A recent survey by the American School Counselor Association (ASCA) showed that most counselors stated that their biggest obstacles this year were getting access to students in a virtual environment and providing counseling while the Coronavirus has proven to be “challenging” or “extremely challenging.” The newly released study was done in October 2020 and derived a sampling from 110,000 school counselors. It was recently released in time for the Commonwealth of Virginia to recognize February 1-5, 2021 as National Counseling Week.

Westmoreland County Public Schools has five counselors in its four schools. The counselors are Patricia Eddings and Katherine Jackson of Washington & Lee High School; Montross Middle School’s Erika Cornwell; Mathew Freno of Washington District Elementary School; and Cindy English-William of Cople Elementary School. Each of them has reported that the hardest part of doing their job this year was the access to the students and the virtual environment everyone has been forced to adopt.

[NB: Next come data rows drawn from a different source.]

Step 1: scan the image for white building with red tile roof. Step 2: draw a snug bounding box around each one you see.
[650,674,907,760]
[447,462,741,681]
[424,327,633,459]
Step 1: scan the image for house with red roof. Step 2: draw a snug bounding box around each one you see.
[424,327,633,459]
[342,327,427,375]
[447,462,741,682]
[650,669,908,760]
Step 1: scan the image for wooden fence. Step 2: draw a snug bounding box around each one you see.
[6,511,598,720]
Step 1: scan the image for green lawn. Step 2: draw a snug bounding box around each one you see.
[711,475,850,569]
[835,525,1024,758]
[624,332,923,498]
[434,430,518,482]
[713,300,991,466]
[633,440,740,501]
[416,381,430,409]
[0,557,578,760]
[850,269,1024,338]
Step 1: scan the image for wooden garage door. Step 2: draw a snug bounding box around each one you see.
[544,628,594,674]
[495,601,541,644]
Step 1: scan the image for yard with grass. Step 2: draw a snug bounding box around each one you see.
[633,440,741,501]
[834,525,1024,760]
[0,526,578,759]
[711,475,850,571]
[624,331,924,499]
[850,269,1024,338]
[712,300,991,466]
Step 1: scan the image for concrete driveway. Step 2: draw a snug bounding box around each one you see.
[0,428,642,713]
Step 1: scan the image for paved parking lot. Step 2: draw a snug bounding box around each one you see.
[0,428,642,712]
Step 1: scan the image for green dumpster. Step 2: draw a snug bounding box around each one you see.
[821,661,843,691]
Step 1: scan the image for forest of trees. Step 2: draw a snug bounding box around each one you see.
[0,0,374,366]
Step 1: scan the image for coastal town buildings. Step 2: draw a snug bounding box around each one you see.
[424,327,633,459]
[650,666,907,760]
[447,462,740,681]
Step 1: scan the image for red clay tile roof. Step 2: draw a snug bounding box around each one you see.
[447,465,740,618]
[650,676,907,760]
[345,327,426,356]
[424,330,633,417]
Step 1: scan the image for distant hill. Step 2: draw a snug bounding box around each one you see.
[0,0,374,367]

Eddings noted that she hopes next year will bring better times. “I hope the next year brings back the ability to better connect with all students, faculty and staff. I am grateful for the advances that the division has made with technology such as laptops to every student and making internet accessible to students in need. Hopefully, as a division we will continue making technology advances.”  Her cohort counselor, Katherine Jackson, is new to the district. “The virtual environment is the hardest part this year. It is difficult being new to the school in this environment, too. The biggest challenge has been connecting with students. I am new to the district and one of my favorite parts of the job is connecting with and getting to know students. That has been hard to do in this virtual environment.”

Elementary school counselors have faced similar dilemmas. Cople’s counselor, Cindy English-Williams, also mentioned “not being able to interact with the children face-to-face” as being the hardest part of her job. “Being virtual has caused me to find new ways to reach out and engage with the students.”  Washington District Elementary School’s Mathew Freno concurs. “The most difficult part of this year has been not being able to interact with the students as much. Throughout the course of the year, we have learned and adapted to overcome many challenges, but we are limited on how much time we get to be with the students. In a “normal” school year, I spend as much time being present and interacting with the students as I can. In order to increase my time with students and to help counter the lack of social/emotional learning that comes with virtual learning, I have teamed up with our specials teachers to teach each grade level a guidance lesson each week. I started these lessons in December and have really enjoyed interacting with the students in this way.” He agrees that the biggest challenge has been the limited access faculty has to students. “We are dependent on students logging in and participating. This has made it very difficult to create meaningful relationships with our students. When students are in school we can interact with them more casually. There is time to chat and get to know each other. This is much harder to do online when time is short. Our staff has worked tirelessly to make things as easy and accessible for parents and students as possible as well as to encourage participation.”

Knowing the students is an essential part of being a good counselor. Montross Middle School counselor Erika Cornwell is fully aware of the virtual pitfalls of this year. “Adjusting to not seeing students every day is the hardest part of my job now. Many times you could look at a student and their body language and know what type of day they were having. It was easy to do a check-in with students. Now being virtual, it is harder to check-in with students. I have missed not getting to know the sixth graders. The past two years, I have spent time in the sixth grade classrooms getting to know the students. The school counseling role is ever changing to meet the needs of the students.”

Westmoreland County Public Schools is grateful for the expertise their counselors have exhibited during the Coronavirus. Because of their commitment to excellence, students are still receiving advise and care. The WMLCPS counselors are to be commended for their outstanding service to local students, staff and parents.